Monday, November 27, 2006

An Inconvenient Statistic

Lamest hurricane season in almost a decade.

Via Drudge:

Barring a last-second surprise from the tropics, the season will end Thursday with nine named storms, and only five of those hurricanes. This year is the first season since 1997 that only one storm nudged its way into the Gulf of Mexico.


Apparently Mother Nature decided to postpone her little Armageddon until maybe next year. Might be the year after. She's going through The Change, so who's to say when it'll happen. Anderson Cooper will have to wait a bit for another career-invigorating cataclysmic event.

But that's not what they said was it? Katrina and her cohorts of 2005 were supposed to be the harbingers of a growing global trend in more frequent and severe storms. The devastation of that year was just a precursor of what the human race was in for.
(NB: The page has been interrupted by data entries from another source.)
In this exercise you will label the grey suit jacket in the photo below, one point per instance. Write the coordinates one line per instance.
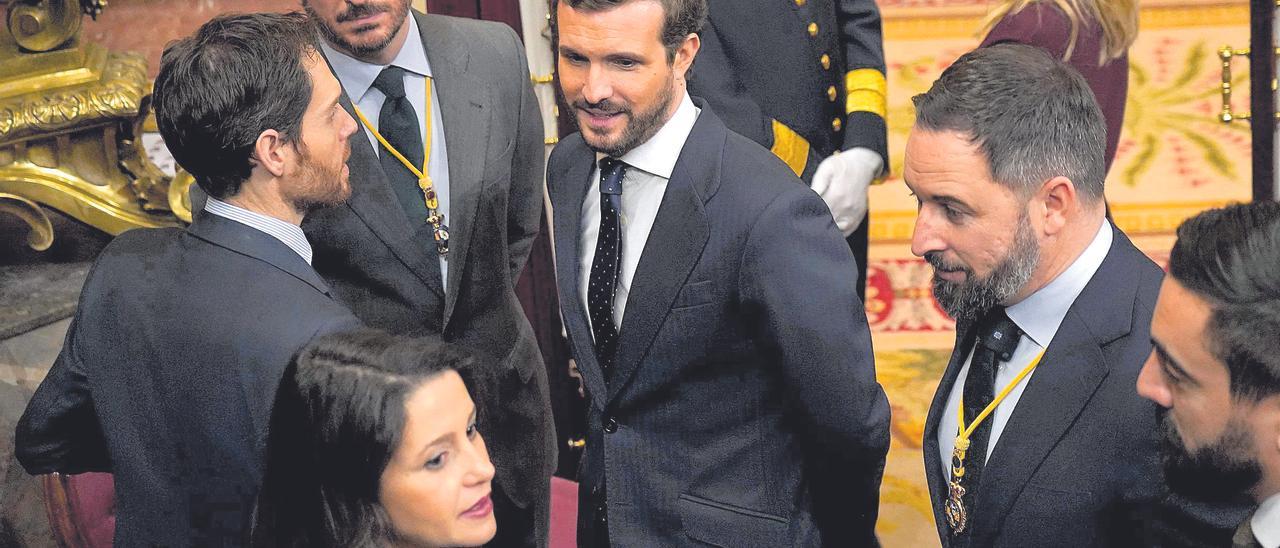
(744, 407)
(368, 251)
(1078, 464)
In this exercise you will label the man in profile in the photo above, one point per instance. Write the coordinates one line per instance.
(447, 177)
(1034, 435)
(172, 362)
(1215, 373)
(727, 361)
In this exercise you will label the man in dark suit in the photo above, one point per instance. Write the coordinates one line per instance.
(1034, 435)
(452, 95)
(172, 361)
(1214, 371)
(804, 78)
(727, 361)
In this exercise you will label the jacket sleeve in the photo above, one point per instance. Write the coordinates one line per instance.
(59, 432)
(865, 91)
(525, 202)
(714, 80)
(795, 255)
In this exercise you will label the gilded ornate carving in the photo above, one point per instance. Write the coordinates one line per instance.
(117, 95)
(71, 117)
(41, 234)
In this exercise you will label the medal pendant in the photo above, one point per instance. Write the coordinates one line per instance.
(956, 515)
Al Gore even made a movie about it.

.... So where is it? Where'd it go? Why did The Prophecy not come true?

Maybe it was Saharan dust. Maybe high pressure near Bermuda. Maybe El Nino. Point is, we don't know for sure. Was this quiet season just a fluke? Possibly. Will we see a repeat of 2005 in the next decade? Probably. Point is, we don't know for sure.

We do know one thing, however. And that is that we don't know shit. File that under "Things We Know We Don't Know." We can't predict what next year's hurricane season will be like...

What makes us think we can say with any certainty what the global climate will be like in 50 years?